4. 1. First of all, the same should be told about meta-criticism as about criticism - that is, one should avoid the “about-ness” conception. Though meta-criticism is certainly about criticism, it is not a sufficient and perhaps not even necessary condition of its definition. The case is somewhat similar to the theory/non-theory distinction, inasmuch as the distinction survives only as a distinction between discourses with positions assigned to them by the participants and the institutions of the literary system; all this does not imply that there is no distinction between criticism and meta-criticism, or between theory and non-theory, for that matter. What is argued, however, is that this distinction is relative to the whole system of literary process, the institutions and the participants of the literary field.

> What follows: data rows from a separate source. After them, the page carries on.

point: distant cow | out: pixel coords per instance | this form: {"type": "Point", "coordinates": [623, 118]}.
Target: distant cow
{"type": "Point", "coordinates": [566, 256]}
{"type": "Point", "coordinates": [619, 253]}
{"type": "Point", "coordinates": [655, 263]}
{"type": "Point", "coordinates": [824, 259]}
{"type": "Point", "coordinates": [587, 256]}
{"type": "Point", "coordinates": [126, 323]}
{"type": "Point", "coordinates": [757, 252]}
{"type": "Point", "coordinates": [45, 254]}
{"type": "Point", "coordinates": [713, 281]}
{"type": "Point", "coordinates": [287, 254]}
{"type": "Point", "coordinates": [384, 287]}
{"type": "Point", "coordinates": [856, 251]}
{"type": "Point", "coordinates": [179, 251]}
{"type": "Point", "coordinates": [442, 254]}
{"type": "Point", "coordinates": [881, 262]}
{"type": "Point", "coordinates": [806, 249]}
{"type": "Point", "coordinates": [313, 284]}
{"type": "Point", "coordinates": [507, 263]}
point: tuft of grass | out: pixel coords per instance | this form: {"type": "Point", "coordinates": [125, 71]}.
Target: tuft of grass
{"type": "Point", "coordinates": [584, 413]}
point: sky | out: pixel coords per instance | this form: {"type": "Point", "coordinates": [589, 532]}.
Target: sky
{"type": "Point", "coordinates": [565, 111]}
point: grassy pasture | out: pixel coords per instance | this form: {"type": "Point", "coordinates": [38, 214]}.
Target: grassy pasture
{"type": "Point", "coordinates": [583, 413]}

4. 2. Second, meta-criticism is not just another step ahead: the schema literature--criticism--meta-criticism is completely false. Just as the relation of criticism to the literary work is an intricate, delicate, ambiguous one, where critical text is not just an innocent bystander, a cool observer, but it intrudes into the fabric of texts - similarly, meta-criticism is not just a set of texts about (critical) texts, but it has a function in the whole system of literary communication. Debates, then, about critical positions will affect not only the production of literary texts, but the interpretation of literature in general - that is, literature; for literature is always something interpreted. Discussions about how to read a work, what to praise and what to condemn, are not of pure theoretical nature: they are very closely connected to how readers (will) read. If there is meta-criticism, then, its responsibility is no less than that of criticism. What is at stake is interpretation. What is at stake is literature. Maybe it is less than life; but a very important part of it.

 

Note

The Greek word meta is used in two senses: 1.) as ‘on’ or ‘about’ (as in metalanguage) or 2.) as ‘beyond’ or ‘over’ or ‘transcending sg’ (as in metacommunicaton). Curiously, metaphysics originally had a very physical meaning (viz. Aristotle’s book ‘next to’ his book on Physics, the book lying ‘on’ that book), but later it has become understood as meaning ‘transcending’ the realm of physics. Meta-criticism, accordingly, may mean either criticism on criticism, or a kind of writing that goes beyond criticism, attempting at transcending the genre of criticism (as well as the dichotomy of critcal/literary writing). Here I will use the term in the former sense.